Friday, October 17, 2008

CB9 Debates Bylaws, Historical Preservation


CB9 Debates Bylaws, Historical Preservation
By Daniel Amzallag
PUBLISHED OCTOBER 17, 2008

Community Board 9 discussed bylaws and approved resolutions concerning historical preservation at its monthly general board meeting Thursday night.

The board, whose district stretches from West 110th to 155th streets, had created a committee to propose revisions and amendments to its bylaws. Board member Tamara Gayer presented the committee’s suggestions Thursday, which were discussed for approximately two hours. CB9 will vote on the bylaw amendments at next month’s general board meeting.

Among changes to absence policy and officer elections, the bylaw amendments allow an attendee to be removed from a meeting for “using profanity, threats, and/or engaging in physical confrontation with another member.”

The board also discussed historical preservation in Morningside Heights. It approved a resolution to University President Lee Bollinger expressing admonishment for Columbia’s alleged plans to demolish several brownstones on West 115th and 116th streets.

“Columbia has not been forthcoming at all. They have not provided any information,” said Irene Cheng, who represented a committee of residents of 115th and 116th streets.

Assemblyman Keith Wright (D-Manhattanville and Central Harlem) spoke of Urban American Management Corporation, the new owner of 3333 Broadway, a 1,190-unit development on West 133rd Street. The building was originally under the Mitchell-Lama program, a state affordable-housing program, until it opted out in May 2005. Since then, the building has seen hundreds of evictions.

Wright charged the complex’s new owner, Urban American, with “trying to knock people out, harass them out to bring in market-rate tenants.”

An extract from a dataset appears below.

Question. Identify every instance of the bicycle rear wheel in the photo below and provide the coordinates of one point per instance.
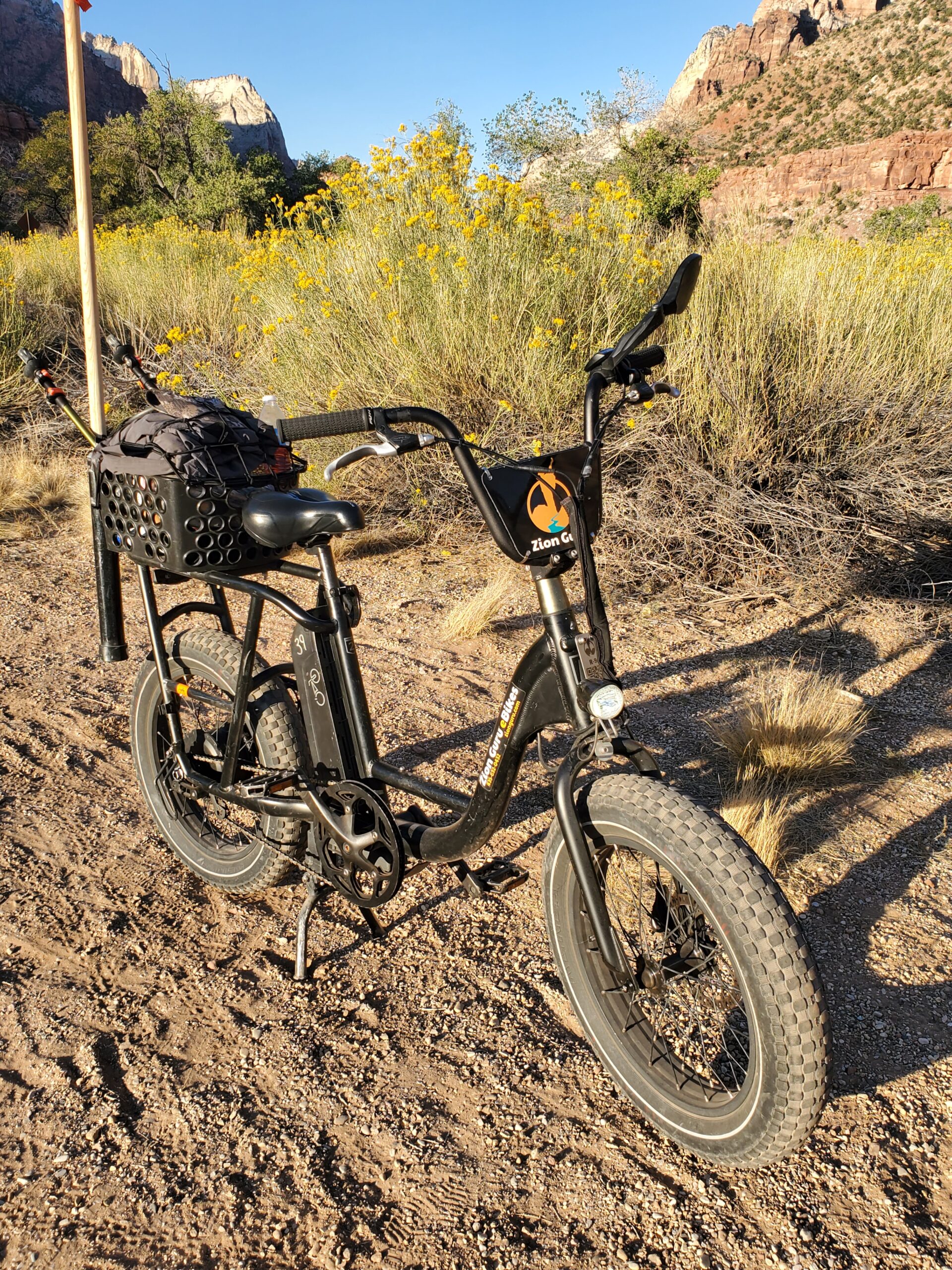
(720, 1032)
(225, 845)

Urban America—as well as its previous owners—purchased 3333 Broadway for “entirely too much money,” and now need to evict tenants with fixed rents in order to meet costs, he claimed.
The board also approved several letters of support. One letter will be sent to the New York City Department of Transportation expressing conditional support for the “concept of the design” for an expansion of Montefiore Park between West 136th and 138th streets. The letter of support allows Harlem Heritage and Housing to go forward in completing a design, but insists on additional green space and on a replacement of parking spaces that will be eliminated.